Computer Aided Design (CAD)

Welcome to the esteemed Computer-Aided Design Research Group within the Department of Chemical, Polymer, and Composite Materials Engineering! Our dynamic and pioneering team stands at the forefront of cutting-edge research, employing state-of-the-art technologies to redefine the landscape of chemical engineering. Devoted to advancing the application of computer-aided design techniques in the domain of chemical processes and systems, our group systematically explores innovative solutions to chemical engineering challenges. Fostering interdisciplinary collaboration and demonstrating an unwavering commitment to pushing the boundaries of knowledge, we are dedicated to contributing significantly to the development of sustainable and efficient processes within the chemical industry.

Mission

Our mission is to advance knowledge and foster innovation in the field of chemical engineering. We are committed to shaping the future of the discipline through cutting-edge research, interdisciplinary collaboration, and the development of sustainable solutions.

Goals

  1. Advance Research in Process Systems Engineering.
  2. Explore and advance research in Pore-Scale Modeling.
  3. Develop innovative solutions to complex engineering challenges.
  4. Contribute to the development of sustainable processes within the chemical industry.
  5. Promote interdisciplinary collaboration for comprehensive insights.
  6. Engage in educational outreach and knowledge dissemination.
  7. Actively participate in shaping the future of chemical engineering.

Research Areas

The Computer-Aided Design Research Group within the Department of Chemical, Polymer, and Composite Materials Engineering specializes in two primary and impactful research areas: Process Systems Engineering (PSE) and Pore-Scale Modeling.

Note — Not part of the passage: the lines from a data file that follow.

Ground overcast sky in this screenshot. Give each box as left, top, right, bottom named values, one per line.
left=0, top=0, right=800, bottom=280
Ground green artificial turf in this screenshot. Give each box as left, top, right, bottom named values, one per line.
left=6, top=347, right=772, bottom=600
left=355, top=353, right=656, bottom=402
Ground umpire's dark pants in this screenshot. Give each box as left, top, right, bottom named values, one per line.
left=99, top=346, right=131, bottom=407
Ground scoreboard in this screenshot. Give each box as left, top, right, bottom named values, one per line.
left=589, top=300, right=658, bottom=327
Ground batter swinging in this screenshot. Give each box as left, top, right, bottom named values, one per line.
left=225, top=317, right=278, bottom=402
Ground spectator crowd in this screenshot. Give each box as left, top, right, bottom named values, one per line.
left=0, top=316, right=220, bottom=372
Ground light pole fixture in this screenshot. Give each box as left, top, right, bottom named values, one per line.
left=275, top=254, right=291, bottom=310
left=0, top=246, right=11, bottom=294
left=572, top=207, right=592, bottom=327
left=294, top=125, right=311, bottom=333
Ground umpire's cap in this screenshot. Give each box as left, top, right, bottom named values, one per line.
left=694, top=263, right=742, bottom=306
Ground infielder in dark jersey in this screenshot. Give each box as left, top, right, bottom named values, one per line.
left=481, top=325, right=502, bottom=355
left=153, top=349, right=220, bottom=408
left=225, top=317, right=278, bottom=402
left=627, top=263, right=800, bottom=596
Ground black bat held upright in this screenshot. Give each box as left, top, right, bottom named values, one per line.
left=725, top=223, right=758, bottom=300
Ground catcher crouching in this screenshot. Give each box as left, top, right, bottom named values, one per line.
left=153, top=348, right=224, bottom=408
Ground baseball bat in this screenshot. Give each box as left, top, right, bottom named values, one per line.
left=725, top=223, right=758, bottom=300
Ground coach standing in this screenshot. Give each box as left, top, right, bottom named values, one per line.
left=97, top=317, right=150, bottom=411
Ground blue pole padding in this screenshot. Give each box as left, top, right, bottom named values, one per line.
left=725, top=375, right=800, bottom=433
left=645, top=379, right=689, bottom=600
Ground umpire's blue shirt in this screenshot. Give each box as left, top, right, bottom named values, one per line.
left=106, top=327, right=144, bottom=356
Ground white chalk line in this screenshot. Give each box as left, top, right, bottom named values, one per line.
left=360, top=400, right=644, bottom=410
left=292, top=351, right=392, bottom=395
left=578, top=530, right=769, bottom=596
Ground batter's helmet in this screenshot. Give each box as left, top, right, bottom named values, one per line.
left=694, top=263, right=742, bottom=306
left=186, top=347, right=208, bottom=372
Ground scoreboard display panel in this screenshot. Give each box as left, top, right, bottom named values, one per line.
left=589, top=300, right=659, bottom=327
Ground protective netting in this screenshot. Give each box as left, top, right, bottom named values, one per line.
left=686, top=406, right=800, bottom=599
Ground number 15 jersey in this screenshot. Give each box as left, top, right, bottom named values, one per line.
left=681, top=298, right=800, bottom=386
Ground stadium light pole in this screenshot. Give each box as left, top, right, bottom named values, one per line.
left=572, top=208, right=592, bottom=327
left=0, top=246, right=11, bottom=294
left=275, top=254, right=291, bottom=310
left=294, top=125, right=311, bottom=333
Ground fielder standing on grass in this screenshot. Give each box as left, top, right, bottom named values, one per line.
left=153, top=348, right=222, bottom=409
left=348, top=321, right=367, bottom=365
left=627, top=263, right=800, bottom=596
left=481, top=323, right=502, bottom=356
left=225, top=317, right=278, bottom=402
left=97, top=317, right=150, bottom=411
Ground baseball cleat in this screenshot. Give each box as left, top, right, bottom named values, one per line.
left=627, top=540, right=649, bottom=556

Process System Engineering (PSE)

In the realm of Process Systems Engineering, our group focuses on the application of advanced mathematical and computational methodologies to optimize the design, operation, and control of chemical processes. Employing cutting-edge technologies, we aim to enhance the efficiency, reliability, and sustainability of chemical engineering systems. By leveraging sophisticated modeling and simulation techniques, our researchers tackle complex challenges in process optimization, integration, and innovation.

Pore Scale Modelling

Pore scale modeling stands as the gateway to unraveling the world concealed within porous materials. Computer aided design research group in, Department of Chemical, Polymer, and Composite Materials Engineering, research revolves around employing advanced computational techniques to investigate the structural and transport properties of materials at the microscopic level. Our focus is on utilizing computer-aided design, image processing, and machine learning to gain unprecedented insights into the complex architecture of porous media. This interdisciplinary approach allows us to bridge the gap between theory and experimentation, offering a comprehensive understanding of how pore-scale features influence the overall behavior of materials.

Computational Tools and Advanced Techniques: PoreSpy and OpenPNM

In our pursuit of unraveling the secrets held within porous materials, we employ powerful computational tools such as PoreSpy and OpenPNM. These tools serve as indispensable assets in our exploration of porous structures, enabling a detailed analysis of their morphology and connectivity. The integration of image processing techniques further enhances our ability to extract meaningful data from complex tomography images. This combination of computational tools and advanced techniques allows us to go beyond traditional methods, providing a nuanced understanding of the pore-scale characteristics that govern material behavior.

Machine Learning in Pore Scale Modelling: Efficient Algorithms for Structural Extraction

A distinctive aspect of our research lies in the integration of machine learning techniques into pore scale modeling. We have developed efficient algorithms that leverage machine learning to extract intricate porous structures from tomography images. This innovative approach not only accelerates the analysis process but also enhances the accuracy of structural extraction. By harnessing the power of machine learning, we aim to not only characterize porous materials but also predict and optimize their behavior with a precision that was previously unattainable.